What I did was visit the FBI’s most wanted web site and copied 5-6 of the world’s worst criminals. You know – terrorists, money launderers, child pornographers etc. These were/are really really bad people as you might expect to find on the FBI’s list. I then went to 4 small digital currency systems, Liberty Reserve, Numox, PerfectMoney & ECUmoney. For each of these companies I opened an online account for a known FBI most wanted person. I correctly spelled name and the basic information as it was required by the account. All of these companies were happy to open the account, most of them sent out a simple verification email which received a response and ALL of them welcomed these lawless individuals as new customers.
“Hallelujah, more new clients, more fees!! Give us more referrals please!!”
Hmmm….what’s wrong with this picture?
Well you would think that the 5th most wanted terrorist alive in the world, using his full name would be quickly identified and blocked by any semi conscious financial company doing business online.
Nope not the case with these fast and loose companies.
My position for years now has been to create a simple private DGC industry database so companies can check and filter client’s as they deem proper. If I was accepting online funds in the millions, I would sure want to know in advance if my new customer was having dinner with Bin Laden between emails.
KYC360, offers a VERY nice free solution. Plug in your customer and see if that name is in the ‘bad guy’ database. If you customer is a PEP or most wanted you may want to think twice before permitting that account to go ‘active’.

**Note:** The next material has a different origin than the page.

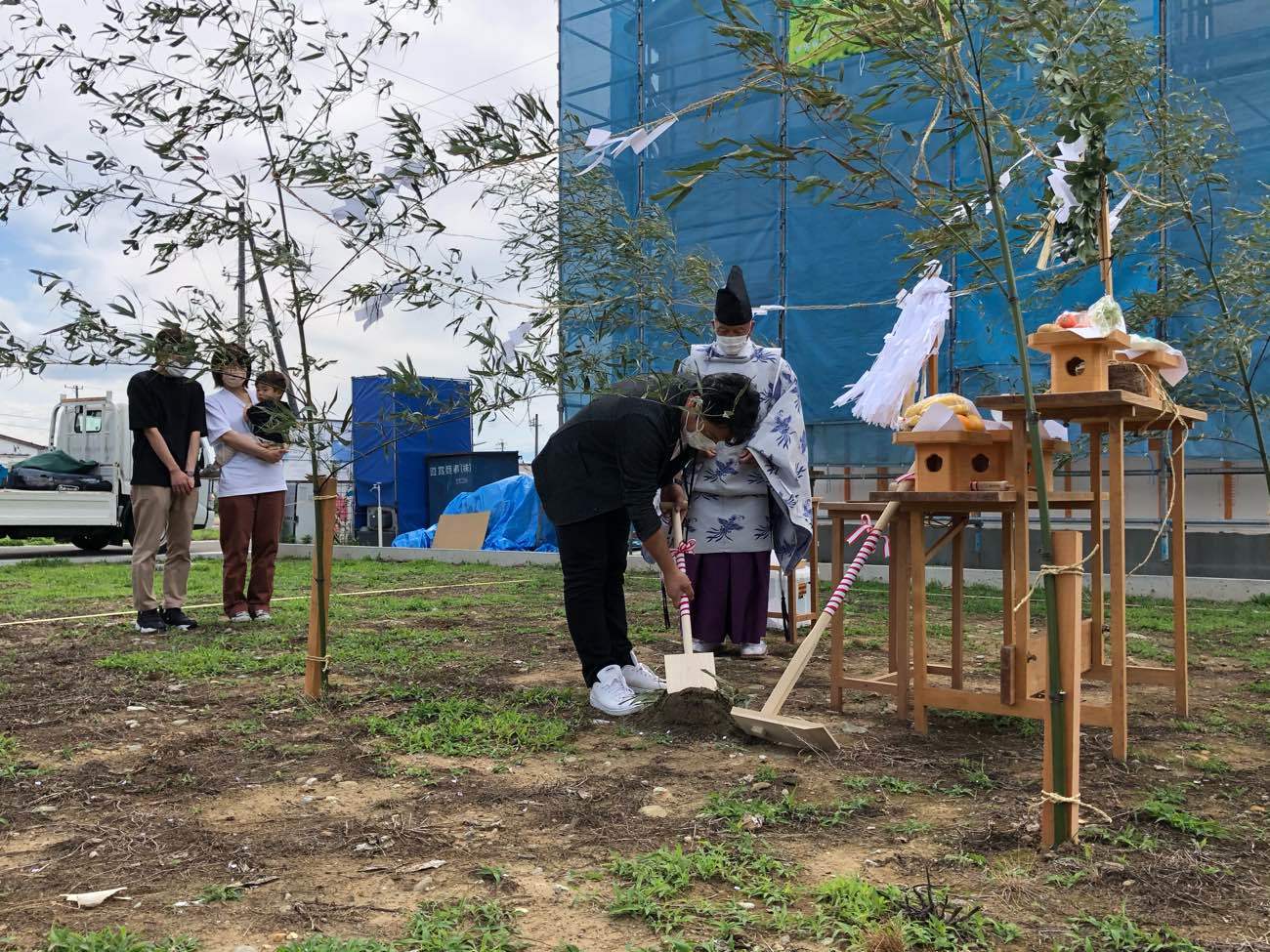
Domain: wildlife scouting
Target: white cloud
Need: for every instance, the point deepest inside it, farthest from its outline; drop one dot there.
(469, 43)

Oh, and for those companies that did not pass the test back in December, you may want to start using KYC360 and perhaps at some future date you will not be listed on the State Department’s hot list. Of course in the big time world of today with crooks like Bernie Madoff and the massive mortgage fraud investigations who has time for the little fish?
Finally if you are unhappy with this article, well you can just forward your hate mail, death threats and stuff to me at editor@dgcmagazine.com and I’ll put them on the pile.

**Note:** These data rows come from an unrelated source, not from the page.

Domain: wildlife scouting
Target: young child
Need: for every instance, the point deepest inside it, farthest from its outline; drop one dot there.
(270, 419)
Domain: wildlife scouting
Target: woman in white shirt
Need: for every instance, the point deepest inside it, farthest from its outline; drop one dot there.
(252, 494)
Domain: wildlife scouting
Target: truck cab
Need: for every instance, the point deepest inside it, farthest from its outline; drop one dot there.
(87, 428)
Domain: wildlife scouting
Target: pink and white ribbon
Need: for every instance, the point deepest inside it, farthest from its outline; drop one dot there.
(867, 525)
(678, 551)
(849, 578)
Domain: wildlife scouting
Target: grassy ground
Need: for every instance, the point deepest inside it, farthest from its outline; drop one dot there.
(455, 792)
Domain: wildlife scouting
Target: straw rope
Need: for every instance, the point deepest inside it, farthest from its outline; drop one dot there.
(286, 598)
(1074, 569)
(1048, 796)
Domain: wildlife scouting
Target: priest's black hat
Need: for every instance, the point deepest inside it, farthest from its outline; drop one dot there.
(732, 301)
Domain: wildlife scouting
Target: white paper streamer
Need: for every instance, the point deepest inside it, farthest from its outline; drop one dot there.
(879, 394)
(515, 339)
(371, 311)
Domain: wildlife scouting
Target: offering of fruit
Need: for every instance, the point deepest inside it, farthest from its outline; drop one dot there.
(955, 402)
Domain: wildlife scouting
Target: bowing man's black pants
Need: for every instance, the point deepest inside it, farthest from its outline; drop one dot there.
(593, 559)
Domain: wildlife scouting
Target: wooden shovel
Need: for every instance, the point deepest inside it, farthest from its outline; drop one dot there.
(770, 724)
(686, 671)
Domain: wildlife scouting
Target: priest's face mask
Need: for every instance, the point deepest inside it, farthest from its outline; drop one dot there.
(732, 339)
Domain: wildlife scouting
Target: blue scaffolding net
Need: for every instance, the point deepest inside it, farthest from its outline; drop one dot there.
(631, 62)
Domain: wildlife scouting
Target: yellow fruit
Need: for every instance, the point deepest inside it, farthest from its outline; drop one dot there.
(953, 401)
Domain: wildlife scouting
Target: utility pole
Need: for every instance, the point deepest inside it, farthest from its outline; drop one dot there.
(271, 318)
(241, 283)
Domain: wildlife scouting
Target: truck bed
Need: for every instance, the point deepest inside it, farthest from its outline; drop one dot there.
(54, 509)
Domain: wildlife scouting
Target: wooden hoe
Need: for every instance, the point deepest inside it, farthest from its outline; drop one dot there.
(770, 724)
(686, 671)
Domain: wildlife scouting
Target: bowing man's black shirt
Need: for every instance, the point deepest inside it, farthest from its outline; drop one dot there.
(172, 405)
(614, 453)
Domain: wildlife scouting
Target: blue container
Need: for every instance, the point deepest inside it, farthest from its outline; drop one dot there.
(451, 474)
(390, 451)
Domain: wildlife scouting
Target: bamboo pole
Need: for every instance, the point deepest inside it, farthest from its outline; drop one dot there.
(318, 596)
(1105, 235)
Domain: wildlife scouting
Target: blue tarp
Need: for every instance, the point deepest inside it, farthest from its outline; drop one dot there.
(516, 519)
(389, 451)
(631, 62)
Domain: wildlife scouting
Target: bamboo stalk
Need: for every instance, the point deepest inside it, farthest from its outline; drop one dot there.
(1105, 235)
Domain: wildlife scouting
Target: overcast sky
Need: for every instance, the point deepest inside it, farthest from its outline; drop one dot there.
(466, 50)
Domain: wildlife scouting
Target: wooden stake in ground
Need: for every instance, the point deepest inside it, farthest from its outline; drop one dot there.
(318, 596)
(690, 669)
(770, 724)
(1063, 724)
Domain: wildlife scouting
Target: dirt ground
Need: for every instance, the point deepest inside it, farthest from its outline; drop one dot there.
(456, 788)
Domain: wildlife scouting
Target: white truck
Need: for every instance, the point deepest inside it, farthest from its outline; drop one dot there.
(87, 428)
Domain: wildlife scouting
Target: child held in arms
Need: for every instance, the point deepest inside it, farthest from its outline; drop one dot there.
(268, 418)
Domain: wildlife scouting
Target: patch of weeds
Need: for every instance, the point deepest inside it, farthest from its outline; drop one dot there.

Try out the KYC360 free tool and have a nice day.


Comment by Bill St. Clair on 22 July 2009:
I certainly don’t mind a free market for customer profiling. Any business should be able to decide who they’ll do business with, using any criteria they like. Some folks would like to exclude those who torture, sell arms to terrorists, or kidnap peaceful inhalers of harmless weeds, like, say, the US government. So our KYC vendors need to be flexible and plentiful, not just implementors of the tax-racket protection mandates of the world’s largest criminal syndicates, its national governments.
Personally, I’ll be happy to avoid members of the “International Compliance Association”, like KYC360.